The Microtel Inn & Suites project in Aztec had all the makings of an ideal economic development project.
The hotel would provide lodging for people who wanted to take in Aztec Ruins National Monument, hike the arroyos looking for rock arches, play on the Animas River, participate in local festivals or enjoy the historic downtown.
And the project involved local subcontractors, a practice that puts some of the significant investment on the project into paychecks used to buy groceries and other items at local businesses.
But something went horribly wrong with this project and months after the hotel opened its doors many of the local subcontractors haven't been paid for their work. Most of those local companies managed to pay their employees and vendors.
And it couldn't have happened at a worse time. Many of the locals involved faced additional financial hardships over the holiday season.

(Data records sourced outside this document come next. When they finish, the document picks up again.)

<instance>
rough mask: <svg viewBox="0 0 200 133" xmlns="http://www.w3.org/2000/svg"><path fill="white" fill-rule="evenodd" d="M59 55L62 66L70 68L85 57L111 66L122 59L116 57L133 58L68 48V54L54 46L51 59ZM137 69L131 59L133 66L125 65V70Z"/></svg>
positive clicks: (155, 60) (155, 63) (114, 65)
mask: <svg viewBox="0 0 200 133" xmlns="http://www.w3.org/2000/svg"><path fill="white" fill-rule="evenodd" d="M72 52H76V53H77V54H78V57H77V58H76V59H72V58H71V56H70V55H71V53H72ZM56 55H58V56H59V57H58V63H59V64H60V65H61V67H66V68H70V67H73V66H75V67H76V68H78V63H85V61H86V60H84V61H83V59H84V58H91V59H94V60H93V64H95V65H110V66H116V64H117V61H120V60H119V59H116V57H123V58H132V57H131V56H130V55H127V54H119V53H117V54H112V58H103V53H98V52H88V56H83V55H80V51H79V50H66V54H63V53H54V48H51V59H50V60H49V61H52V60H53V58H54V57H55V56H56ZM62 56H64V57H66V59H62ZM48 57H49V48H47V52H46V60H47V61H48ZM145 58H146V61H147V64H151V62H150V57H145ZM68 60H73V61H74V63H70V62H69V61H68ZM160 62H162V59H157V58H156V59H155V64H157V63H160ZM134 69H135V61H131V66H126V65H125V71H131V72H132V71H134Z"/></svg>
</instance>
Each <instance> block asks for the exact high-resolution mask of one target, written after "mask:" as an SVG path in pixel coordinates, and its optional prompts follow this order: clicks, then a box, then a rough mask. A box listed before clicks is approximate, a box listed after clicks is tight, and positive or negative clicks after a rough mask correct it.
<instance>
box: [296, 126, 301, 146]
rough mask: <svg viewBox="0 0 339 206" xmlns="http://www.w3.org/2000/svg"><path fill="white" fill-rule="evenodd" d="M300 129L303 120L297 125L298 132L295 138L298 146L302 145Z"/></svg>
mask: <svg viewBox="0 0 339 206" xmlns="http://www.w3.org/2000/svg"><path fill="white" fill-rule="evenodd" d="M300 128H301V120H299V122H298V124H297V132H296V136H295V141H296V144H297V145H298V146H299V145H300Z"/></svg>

Among the problems were complaints over general contractor mismanagement, cost overruns and delays, disputes over amounts still owed to workers, substandard workmanship by subcontractors and damage to materials from September storms.
Apparently, the first missteps came at the very beginning when a company without the needed experience built the hotel's frame with substandard materials.
A consultant who investigated the project, which received a certificate of occupancy from county inspectors, says the hotel should be "gutted."
The list of problems was long. They included warped subfloors, sloppy silicone sealing on exterior siding, buckled or defective siding, missing fire ceiling panels, a fireplace gas leak, unpainted walls and doors, missing exhaust fans, exposed duct work, roof vents covered in duct tape and faulty door locks.
We are not experts on what it takes to get a certificate of occupancy, but some of those things sound serious.
The story in today's paper reported one bright spot.
Developer Sam Blue, who owns the industrial park on the south end of Aztec where the hotel was built, says the outcome is "heartbreaking." He brought the consultant on board to investigate the problems and personally paid one small business owner whose home cleaning business folded when she was not paid in a timely manner for work performed.
"I don't accept that (the subcontractor's unpaid work) as collateral damage," Blue said. "I'll see if I can help outside of mediation."
But hundreds of thousands of dollars are still owed to subcontractors. A local attorney has been hired to ensure those people get paid. We hope its not too late for other businesses involved.
Blue, who added some signature touches to the hotel, says he still is optimistic about the project.
We're glad someone with local roots and pride is still involved in trying to clean up this mess. That gives us reason for optimism.
"It's been a bumpier ride than I planned on," Blue said. "It's going to take a lot of cooperation but it's all fixable."